Raw audio recordings are processed transiently. Audio is uploaded to our servers solely for the purpose of transcription. Once transcription is complete, the original audio file is permanently deleted immediately. Audio is never stored long-term on our servers. During the brief processing window, audio is encrypted in transit (TLS 1.2+) and at rest (AES-256-GCM).

Transcripts

Text transcripts generated from audio recordings are stored for a default period of 7 days, after which they are automatically and permanently deleted. This retention period is configurable by the customer (network administrator). Transcripts are encrypted at rest using AES-256-GCM field-level encryption.

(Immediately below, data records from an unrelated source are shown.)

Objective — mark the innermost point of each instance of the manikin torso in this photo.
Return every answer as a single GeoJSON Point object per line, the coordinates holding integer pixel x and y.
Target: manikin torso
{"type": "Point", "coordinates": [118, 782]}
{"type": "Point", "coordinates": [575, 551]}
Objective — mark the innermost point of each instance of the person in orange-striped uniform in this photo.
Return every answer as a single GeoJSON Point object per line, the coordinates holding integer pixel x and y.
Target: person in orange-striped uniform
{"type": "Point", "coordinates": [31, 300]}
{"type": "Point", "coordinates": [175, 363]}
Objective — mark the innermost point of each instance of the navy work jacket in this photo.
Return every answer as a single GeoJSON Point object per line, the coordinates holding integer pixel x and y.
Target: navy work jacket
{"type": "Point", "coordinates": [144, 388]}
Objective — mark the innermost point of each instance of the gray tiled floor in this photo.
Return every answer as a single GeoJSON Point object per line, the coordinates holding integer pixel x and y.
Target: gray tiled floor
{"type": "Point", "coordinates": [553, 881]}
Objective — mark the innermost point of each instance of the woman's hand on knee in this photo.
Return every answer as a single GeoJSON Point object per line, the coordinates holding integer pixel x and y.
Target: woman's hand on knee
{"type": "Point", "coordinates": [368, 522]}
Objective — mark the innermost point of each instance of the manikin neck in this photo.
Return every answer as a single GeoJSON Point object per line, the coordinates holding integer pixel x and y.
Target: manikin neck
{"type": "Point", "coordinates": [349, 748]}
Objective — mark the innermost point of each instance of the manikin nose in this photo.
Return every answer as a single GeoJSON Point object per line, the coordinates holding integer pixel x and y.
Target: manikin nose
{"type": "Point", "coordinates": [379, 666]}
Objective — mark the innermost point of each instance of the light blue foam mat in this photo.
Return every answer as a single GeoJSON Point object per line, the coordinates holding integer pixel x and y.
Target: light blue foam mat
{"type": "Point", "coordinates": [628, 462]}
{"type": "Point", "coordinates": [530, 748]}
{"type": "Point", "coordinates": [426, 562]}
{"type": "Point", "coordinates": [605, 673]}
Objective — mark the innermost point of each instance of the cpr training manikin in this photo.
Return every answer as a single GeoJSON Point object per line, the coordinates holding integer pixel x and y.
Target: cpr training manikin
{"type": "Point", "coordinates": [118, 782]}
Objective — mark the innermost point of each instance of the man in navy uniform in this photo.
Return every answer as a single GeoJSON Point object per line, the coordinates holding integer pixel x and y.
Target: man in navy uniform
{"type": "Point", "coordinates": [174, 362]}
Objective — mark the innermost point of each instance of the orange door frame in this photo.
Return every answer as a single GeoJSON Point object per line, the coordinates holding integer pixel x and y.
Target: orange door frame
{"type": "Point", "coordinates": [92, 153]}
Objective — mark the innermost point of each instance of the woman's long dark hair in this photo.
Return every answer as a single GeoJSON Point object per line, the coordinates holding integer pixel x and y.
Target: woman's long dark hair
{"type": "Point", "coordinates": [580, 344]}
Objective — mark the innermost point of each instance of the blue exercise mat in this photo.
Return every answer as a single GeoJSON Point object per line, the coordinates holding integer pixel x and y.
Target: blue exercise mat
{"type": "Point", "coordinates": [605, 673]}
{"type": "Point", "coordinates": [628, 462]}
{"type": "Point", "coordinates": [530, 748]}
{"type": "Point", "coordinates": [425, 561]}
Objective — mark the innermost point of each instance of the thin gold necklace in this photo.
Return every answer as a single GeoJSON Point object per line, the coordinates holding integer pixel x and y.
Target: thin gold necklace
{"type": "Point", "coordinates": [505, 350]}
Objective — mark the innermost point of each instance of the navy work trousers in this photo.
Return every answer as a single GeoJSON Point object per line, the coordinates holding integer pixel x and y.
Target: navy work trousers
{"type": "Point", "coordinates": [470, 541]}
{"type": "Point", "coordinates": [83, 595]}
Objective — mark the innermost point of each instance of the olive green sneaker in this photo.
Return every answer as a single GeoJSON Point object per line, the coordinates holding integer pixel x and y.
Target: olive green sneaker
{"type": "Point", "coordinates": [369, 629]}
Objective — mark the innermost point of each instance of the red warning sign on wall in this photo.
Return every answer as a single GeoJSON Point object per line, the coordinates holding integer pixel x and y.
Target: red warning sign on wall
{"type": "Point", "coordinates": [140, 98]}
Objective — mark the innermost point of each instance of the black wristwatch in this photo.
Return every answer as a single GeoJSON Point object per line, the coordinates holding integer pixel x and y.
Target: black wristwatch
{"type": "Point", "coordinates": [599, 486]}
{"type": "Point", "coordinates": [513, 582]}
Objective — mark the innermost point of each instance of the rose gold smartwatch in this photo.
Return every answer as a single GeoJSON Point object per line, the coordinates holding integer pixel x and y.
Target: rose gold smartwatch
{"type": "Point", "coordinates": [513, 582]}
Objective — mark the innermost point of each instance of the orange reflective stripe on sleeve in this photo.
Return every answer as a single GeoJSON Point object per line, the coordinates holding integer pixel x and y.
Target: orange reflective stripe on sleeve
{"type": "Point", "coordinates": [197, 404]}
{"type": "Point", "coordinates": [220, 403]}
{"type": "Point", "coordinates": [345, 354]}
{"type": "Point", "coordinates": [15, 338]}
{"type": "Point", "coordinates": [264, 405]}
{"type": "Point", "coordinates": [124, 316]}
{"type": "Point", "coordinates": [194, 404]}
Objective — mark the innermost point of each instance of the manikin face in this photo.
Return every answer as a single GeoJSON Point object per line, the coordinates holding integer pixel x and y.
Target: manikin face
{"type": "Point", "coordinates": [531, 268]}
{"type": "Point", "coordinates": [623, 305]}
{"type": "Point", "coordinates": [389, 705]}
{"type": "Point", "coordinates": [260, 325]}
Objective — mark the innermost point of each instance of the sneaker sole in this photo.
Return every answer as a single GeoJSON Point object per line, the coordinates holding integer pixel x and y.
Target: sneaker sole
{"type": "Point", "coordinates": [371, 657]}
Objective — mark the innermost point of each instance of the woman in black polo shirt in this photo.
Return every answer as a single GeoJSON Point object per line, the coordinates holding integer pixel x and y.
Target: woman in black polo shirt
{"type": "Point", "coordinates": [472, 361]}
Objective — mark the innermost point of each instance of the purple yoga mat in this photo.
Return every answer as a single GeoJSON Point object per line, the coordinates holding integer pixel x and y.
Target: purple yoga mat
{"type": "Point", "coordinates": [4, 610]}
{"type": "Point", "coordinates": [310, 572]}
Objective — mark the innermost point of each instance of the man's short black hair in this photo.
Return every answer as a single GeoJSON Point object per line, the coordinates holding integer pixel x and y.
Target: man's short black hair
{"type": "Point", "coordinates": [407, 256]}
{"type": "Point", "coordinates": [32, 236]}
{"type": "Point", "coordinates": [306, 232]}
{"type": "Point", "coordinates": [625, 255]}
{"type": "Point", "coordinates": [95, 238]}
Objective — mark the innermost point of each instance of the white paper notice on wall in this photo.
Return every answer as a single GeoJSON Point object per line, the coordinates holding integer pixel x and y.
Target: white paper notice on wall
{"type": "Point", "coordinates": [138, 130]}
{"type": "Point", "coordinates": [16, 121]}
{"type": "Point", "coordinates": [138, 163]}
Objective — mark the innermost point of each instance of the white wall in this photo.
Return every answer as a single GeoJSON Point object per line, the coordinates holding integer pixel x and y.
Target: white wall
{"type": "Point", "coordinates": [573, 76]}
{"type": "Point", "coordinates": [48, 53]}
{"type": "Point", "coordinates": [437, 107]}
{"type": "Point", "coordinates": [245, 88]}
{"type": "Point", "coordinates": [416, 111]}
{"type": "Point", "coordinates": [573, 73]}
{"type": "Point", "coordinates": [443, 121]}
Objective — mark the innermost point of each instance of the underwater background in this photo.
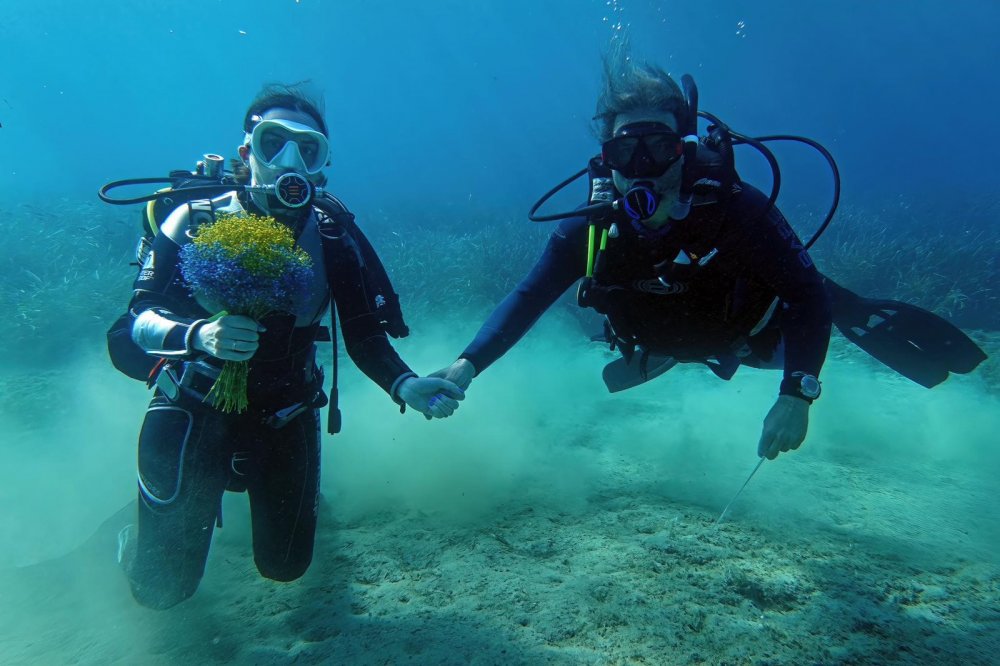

Analytics, Scores & Performance Data

Aggregated analytics data, compliance scores, performance ratings, KPI metrics, and point balances are retained for up to 500 days and are continuously updated as new interactions are processed. This data represents computed metrics and does not contain raw audio or verbatim conversation text. Customers may request deletion through the account deletion process.

Account & Configuration Data

User accounts, network configurations, scripts, and system settings are retained for the duration of the active subscription and for 30 days following account termination to allow for data export.

Summary

Security Commitment & Limitations

MicHelper implements industry-standard security measures to protect your data, including but not limited to:

• End-to-end encryption: TLS 1.2+ for data in transit, AES-256-GCM for data at rest
• Immediate deletion of raw audio after transcription — audio is never stored long-term
• Field-level encryption for sensitive data (transcripts, personal information)
• Secure password hashing (bcrypt with salt)
• Rate limiting and brute-force protection on all authentication endpoints
• CSRF protection on all state-changing operations
• Security headers (CSP, HSTS, X-Frame-Options, X-Content-Type-Options) via Helmet.js
• Role-based access control (RBAC) with principle of least privilege
• Automated data cleanup and retention enforcement
• Comprehensive audit logging of all access and modifications
• Regular security assessments and code reviews

No Absolute Guarantee. While we employ robust, multi-layered security controls and follow industry best practices, no system connected to the internet can guarantee 100% security. We commit to:

• Promptly investigating and addressing any security vulnerabilities discovered
• Notifying affected customers within 72 hours of confirming a data breach
• Continuously improving our security posture based on evolving threats
• Maintaining transparency about our security practices through this page

If you discover a potential security vulnerability, please report it responsibly to security@michelper.app. We appreciate the security research community and will acknowledge valid reports.

Vulnerability Disclosure

We value the security research community and welcome responsible disclosure of security vulnerabilities.

• Contact: security@michelper.app
• Response time: We will acknowledge receipt within 48 hours
• Scope: All MicHelper services and infrastructure
• Safe harbor: We will not pursue legal action against security researchers who follow responsible disclosure practices

Please do not access or modify other users' data, disrupt services, or publicly disclose vulnerabilities before we have had a reasonable opportunity to address them.